Is David Cameron Margaret Thatcher’s heir on Europe?
Not at all. David Cameron sees the EU very differently to Margaret Thatcher. For a start, when Thatcher was prime minister she was strongly opposed to referendums on the EU. She attacked the Labour government’s decision to call an in-out referendum in 1975, telling Parliament that "the late Lord Attlee was right when he said that the referendum was a device of dictators and demagogues". David Cameron thinks differently and wants one in 2017 (though doubtless he would argue that the EU’s legitimacy in the UK is now so low that only a popular vote can restore it).

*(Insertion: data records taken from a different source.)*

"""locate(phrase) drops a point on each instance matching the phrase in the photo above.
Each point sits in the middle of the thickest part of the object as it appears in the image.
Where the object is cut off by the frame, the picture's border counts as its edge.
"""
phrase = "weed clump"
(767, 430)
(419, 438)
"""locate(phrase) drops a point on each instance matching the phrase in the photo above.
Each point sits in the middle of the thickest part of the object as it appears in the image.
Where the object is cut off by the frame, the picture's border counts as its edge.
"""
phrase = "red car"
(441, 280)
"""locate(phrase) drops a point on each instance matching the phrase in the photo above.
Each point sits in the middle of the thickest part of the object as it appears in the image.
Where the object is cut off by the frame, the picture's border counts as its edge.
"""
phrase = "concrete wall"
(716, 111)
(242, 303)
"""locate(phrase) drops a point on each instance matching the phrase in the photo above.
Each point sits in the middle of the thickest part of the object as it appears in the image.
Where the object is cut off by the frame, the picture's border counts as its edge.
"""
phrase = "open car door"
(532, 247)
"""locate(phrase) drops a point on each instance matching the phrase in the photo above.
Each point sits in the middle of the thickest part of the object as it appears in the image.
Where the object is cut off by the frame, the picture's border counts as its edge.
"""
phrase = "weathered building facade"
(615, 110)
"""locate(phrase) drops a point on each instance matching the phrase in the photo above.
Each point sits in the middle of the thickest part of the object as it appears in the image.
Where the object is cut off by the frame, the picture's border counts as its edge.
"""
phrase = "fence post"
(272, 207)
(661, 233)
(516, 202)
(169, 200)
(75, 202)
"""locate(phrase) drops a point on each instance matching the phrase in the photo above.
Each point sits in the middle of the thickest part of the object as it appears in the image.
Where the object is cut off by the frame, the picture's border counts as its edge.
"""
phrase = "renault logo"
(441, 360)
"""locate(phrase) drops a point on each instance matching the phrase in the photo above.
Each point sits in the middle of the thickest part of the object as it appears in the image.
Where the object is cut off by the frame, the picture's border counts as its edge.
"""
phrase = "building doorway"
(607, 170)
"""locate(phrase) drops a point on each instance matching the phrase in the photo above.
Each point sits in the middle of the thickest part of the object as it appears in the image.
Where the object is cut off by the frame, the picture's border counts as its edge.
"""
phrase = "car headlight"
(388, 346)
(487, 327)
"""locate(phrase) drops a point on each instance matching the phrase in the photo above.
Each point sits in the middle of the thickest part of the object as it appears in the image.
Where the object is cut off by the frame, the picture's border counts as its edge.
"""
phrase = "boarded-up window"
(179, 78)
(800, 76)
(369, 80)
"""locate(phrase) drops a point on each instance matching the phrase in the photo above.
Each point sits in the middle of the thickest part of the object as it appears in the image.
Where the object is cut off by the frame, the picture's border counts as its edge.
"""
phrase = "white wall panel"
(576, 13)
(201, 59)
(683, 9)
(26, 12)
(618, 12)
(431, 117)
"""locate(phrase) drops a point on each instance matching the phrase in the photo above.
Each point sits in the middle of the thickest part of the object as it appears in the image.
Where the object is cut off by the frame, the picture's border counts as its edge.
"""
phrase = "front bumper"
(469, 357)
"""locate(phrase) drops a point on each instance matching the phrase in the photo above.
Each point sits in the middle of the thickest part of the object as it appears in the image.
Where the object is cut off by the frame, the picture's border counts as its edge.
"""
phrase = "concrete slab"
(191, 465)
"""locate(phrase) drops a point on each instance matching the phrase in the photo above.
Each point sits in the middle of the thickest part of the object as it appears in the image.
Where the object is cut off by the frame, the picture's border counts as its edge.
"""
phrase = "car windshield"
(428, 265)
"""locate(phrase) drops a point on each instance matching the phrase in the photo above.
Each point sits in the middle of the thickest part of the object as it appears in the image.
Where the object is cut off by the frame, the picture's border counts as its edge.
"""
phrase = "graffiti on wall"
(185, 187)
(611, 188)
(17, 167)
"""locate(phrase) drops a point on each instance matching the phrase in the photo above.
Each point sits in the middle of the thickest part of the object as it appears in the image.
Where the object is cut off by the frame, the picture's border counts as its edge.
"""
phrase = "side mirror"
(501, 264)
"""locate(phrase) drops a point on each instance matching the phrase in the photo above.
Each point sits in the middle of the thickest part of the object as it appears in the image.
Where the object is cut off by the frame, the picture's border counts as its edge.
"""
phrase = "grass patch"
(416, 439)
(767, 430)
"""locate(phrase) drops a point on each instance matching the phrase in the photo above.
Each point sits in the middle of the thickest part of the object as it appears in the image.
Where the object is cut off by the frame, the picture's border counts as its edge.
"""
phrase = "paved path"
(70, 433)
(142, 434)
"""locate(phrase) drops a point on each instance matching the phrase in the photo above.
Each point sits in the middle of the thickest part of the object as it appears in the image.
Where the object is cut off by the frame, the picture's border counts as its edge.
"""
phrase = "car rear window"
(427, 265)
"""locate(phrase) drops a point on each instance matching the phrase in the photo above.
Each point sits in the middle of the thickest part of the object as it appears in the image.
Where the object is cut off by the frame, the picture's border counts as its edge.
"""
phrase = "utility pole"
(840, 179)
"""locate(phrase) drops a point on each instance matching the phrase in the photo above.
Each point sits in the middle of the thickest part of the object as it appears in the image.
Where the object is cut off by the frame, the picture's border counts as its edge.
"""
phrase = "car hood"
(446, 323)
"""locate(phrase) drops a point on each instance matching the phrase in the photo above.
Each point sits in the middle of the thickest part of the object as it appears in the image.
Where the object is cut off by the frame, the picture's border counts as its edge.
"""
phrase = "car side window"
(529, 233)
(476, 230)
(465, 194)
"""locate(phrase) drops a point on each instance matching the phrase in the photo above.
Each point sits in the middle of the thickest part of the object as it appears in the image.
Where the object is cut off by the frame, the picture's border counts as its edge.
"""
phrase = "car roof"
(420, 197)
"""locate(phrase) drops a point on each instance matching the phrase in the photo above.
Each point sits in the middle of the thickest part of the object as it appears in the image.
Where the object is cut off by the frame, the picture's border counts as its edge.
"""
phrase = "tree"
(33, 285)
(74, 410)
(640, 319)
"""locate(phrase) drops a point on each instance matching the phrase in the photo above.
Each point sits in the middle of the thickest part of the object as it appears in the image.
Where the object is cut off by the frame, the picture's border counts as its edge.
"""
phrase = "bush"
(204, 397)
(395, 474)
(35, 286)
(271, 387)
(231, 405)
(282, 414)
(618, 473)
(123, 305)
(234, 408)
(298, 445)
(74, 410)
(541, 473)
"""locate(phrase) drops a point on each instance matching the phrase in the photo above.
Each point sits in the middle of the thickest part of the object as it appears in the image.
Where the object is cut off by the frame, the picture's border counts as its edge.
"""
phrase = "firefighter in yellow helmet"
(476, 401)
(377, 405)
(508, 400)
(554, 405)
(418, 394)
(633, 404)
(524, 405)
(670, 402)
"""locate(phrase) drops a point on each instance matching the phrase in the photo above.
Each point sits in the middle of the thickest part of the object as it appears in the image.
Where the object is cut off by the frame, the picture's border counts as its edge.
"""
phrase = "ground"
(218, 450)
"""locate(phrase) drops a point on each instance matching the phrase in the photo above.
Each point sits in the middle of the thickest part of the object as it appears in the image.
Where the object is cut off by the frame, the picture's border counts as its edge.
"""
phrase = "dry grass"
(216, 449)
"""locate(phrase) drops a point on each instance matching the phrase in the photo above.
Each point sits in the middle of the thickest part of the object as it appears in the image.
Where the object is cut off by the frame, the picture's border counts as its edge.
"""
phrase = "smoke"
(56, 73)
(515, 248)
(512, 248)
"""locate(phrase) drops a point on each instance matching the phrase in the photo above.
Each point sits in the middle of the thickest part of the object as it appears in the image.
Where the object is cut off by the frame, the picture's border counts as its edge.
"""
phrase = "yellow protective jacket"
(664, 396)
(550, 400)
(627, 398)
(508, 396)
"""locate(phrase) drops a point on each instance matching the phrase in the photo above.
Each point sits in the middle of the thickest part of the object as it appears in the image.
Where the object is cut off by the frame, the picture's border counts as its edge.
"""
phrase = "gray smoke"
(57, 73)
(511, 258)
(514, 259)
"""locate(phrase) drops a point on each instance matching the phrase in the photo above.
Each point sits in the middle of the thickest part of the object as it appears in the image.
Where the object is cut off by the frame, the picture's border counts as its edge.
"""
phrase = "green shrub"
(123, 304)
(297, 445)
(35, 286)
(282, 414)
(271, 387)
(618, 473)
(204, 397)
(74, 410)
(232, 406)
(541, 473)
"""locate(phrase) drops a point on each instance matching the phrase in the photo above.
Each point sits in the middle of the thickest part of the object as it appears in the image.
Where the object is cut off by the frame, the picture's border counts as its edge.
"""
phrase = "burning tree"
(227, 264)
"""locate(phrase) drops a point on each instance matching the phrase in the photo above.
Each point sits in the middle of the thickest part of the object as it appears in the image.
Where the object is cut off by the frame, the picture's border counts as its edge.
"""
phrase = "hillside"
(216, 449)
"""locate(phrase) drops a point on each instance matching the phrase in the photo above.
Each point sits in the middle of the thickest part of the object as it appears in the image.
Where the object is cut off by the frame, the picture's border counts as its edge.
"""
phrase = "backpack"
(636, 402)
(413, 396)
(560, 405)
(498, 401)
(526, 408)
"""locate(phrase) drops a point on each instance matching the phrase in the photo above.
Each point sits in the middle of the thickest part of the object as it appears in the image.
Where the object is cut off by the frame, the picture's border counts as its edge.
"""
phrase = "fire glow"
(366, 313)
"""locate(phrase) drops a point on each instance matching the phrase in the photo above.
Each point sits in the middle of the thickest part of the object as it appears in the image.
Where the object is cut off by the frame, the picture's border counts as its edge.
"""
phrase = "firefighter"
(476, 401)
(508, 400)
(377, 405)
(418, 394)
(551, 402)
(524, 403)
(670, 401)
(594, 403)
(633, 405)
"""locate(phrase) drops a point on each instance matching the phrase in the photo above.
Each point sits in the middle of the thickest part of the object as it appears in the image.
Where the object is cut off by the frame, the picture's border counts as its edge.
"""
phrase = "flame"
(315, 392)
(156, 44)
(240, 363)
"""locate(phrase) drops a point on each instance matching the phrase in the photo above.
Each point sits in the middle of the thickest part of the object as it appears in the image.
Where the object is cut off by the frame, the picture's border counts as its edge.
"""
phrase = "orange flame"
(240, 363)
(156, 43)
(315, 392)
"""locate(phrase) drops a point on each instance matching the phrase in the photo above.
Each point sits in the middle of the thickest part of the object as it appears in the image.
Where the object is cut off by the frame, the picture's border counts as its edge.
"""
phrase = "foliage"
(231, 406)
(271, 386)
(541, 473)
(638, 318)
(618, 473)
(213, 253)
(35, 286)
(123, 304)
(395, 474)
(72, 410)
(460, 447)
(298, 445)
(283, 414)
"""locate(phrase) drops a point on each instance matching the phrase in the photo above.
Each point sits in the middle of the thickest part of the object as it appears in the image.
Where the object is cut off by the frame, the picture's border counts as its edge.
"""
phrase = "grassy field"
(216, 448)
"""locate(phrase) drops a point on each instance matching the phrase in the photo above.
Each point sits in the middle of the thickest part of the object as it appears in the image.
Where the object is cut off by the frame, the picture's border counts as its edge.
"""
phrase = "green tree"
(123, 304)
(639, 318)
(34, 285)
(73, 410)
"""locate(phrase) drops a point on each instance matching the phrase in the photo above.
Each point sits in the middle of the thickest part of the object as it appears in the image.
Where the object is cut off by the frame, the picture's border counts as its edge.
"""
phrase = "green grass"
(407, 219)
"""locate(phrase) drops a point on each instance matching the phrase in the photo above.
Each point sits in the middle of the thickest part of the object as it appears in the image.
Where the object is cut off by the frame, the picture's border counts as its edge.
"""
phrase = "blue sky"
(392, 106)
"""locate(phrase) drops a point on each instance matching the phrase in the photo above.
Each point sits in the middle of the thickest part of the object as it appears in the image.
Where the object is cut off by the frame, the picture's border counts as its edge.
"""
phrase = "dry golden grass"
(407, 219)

Another difference is that Thatcher began as a passionate pro-European who became a virulent eurosceptic. Cameron, by contrast, has always been a moderate sceptic, and never very interested in the EU.
In 1985 Thatcher backed the plans of Commission President Jacques Delors for a European single market. She also helped to realise those plans by approving the Single European Act, which removed national vetoes on single market rules. As a result the EU was relaunched and revived around the single market programme.
Only in 1988 did Thatcher turn against the EU, because Delors pushed for a social dimension to EU policy, and for monetary union – both of which were anathema to her. After losing office in 1990, her attitudes towards the EU hardened. She became a totem for the Conservative Party’s increasingly powerful eurosceptic right wing, encouraging it to believe that Britain’s future lay in the ‘Anglosphere’ rather than the EU.
Cameron understands how Britain’s diplomatic clout and economic strength gain from EU membership, in all sorts of ways. But because many Conservatives prefer to believe in simpler, Thatcherite truths, Cameron now finds it almost impossible to control his party. Thatcher’s legacy has poisoned Cameron’s inheritance.